The within-family decline was smaller than the population-wide trend (about 0.08 IQ points per year versus 0.23), which means some of the broader decline does reflect changes in the composition of who’s being tested. But the fact that scores dropped even between siblings in the same home points squarely at environmental factors: changes in education, media consumption, cultural priorities, or other shared influences that shift over time.
Screen Time and Changing Cognitive Habits
One frequently discussed factor is the rise of digital media. A longitudinal study tracking children over about three years found that more frequent internet use was associated with a decline in verbal intelligence and reduced development of gray and white matter volume across multiple brain regions. These effects didn’t show up in a single snapshot but emerged over time, suggesting that habitual heavy internet use gradually reshapes how the brain develops during childhood and adolescence.
Other research has linked increased smartphone use to a less analytical cognitive style and lower performance on reasoning tasks. The mechanism likely isn’t that screens make people “dumber” in some permanent sense, but that time spent scrolling, watching short-form video, and skimming text displaces the kind of sustained, effortful thinking that builds the skills measured by IQ tests. Reading long-form material, solving novel problems, and engaging in complex conversation all exercise the cognitive muscles that standardized tests capture. If people do less of that, scores reflect it.
Socioeconomic Gaps Complicate the Picture
The reversal isn’t happening in a vacuum. Background research on intelligence and socioeconomic status shows that children from lower-income families start with scores about 6 IQ points below their higher-income peers at age 2. By age 16, that gap nearly triples to 15 to 17 points, depending on gender. This widening gap means that any population-level decline is likely felt more acutely at the lower end of the income spectrum, where children have fewer resources to buffer against whatever environmental changes are pulling scores down.
If the factors driving the reversal (reduced reading, increased screen time, shifts in educational emphasis) disproportionately affect lower-income households, the population-wide average could drop even while scores hold steady or rise among more affluent groups. The overall number masks very different experiences depending on circumstances.

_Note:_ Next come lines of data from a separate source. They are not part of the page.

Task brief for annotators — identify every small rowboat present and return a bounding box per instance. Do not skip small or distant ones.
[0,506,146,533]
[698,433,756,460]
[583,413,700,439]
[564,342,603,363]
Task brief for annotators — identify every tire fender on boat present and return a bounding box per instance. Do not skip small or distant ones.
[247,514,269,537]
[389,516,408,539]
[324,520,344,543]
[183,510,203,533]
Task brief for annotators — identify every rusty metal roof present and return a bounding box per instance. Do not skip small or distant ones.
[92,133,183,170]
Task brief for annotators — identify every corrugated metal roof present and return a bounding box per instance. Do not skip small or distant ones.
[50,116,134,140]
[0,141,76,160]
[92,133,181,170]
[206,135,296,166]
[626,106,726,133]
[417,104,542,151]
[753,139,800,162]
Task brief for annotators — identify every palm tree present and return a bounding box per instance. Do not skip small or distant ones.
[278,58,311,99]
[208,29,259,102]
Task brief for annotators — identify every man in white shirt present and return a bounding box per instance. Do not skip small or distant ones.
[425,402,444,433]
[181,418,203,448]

How Large Is the Decline, Really?
Context matters here. The original Flynn effect produced gains of roughly 3 points per decade. The reversal in Norway shows losses of about 2 points per decade based on the population-wide estimate. Nordic countries collectively are tracking a loss of nearly 7 points projected over 30 years. These are meaningful numbers in population terms, but they don’t signal a dramatic collapse in human cognitive ability.

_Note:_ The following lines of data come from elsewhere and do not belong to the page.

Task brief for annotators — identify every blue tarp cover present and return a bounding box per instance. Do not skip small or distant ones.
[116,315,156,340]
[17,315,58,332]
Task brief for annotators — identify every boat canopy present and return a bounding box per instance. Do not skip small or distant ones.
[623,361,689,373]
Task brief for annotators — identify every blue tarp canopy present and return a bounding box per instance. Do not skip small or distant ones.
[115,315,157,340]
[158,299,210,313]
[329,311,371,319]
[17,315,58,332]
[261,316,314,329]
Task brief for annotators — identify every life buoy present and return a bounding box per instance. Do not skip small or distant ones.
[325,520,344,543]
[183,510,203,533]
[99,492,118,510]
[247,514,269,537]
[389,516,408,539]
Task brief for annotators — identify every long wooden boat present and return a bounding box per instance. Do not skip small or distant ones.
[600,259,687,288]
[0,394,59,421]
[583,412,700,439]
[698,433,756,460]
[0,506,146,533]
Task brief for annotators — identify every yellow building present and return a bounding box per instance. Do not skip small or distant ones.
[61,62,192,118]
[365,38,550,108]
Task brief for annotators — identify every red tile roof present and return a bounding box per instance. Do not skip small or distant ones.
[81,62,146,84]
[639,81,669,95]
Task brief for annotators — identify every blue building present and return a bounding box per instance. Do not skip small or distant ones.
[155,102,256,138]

For any individual, a shift of a few IQ points is barely noticeable. The significance is statistical: across millions of people, small average shifts change the distribution of scores at the extremes. Fewer people land in the very high range, more cluster toward the middle. Over decades, that reshaping of the curve can influence the talent pool for fields that depend on exceptional analytical ability, and it can shift how many people struggle with cognitively demanding tasks in daily life.
The reversal also isn’t universal yet. Some developing countries are still experiencing classic Flynn effect gains as nutrition, education, and healthcare improve. The decline appears concentrated in wealthy, post-industrial nations where the original gains may have plateaued and new environmental pressures have taken hold. Whether the trend deepens, stabilizes, or eventually reverses again likely depends on how societies respond to the cultural and educational shifts already underway.